Proposal: Refer to types by name
The simplest idea to understand is being able to specify the type using the named definitions that the compiler already knows. These are based on the OpenAPI descriptions used to generate Bicep's type definitions. In this example the type of rule is determined by looking up the provided type string against the resource type definitions.
param rule type 'Microsoft.Network/loadBalancers@2020-06-01#LoadBalancerRule'
resource balancer 'Microsoft.Network/loadBalancers@2020-06-01' = {
name: 'cool-load-balancer'
properties: {
loadBalancingRules: [
rule
]
}
}The part after the # is the type name, which is looked up in the context of the provided resource type. Failure to find the specified type would be a warning the failure to find a declared resource type.
To make this work we'd want to provide completion for the part after #. So the user can get completion for the whole string in 3 parts.
note: the syntax shown here is chosen to be similar/consistent with this proposal for type-specifiers for resources.
- Pro: This is really simple to understand and consistent with how many languages specify types.
- Con: Discoverability might be poor if the names chosen in the OpenAPI are poor. Fortunately these names are also used in SDK generation.

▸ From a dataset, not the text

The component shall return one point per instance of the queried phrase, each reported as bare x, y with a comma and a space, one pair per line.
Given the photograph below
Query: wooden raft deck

- Con: Only applies to named types. For example a string property with an enum of allowed values is not a named type.
Proposal: Add a typeof specifier
This is similar to typeof type operator in TypeScript. In this example that type of the rule parameter is specify by type checking the provided expression.
param rule typeof balancer.properties.loadBalancingRules[0]
resource balancer 'Microsoft.Network/loadBalancers@2020-06-01' = {
name: 'cool-load-balancer'
properties: {
loadBalancingRules: [
rule
]
}
}The expression passed to typeof could be any expression (in theory) and could be combined with other type-specifier constructs as necessary. The expression is not evaluated, it is only type-checked.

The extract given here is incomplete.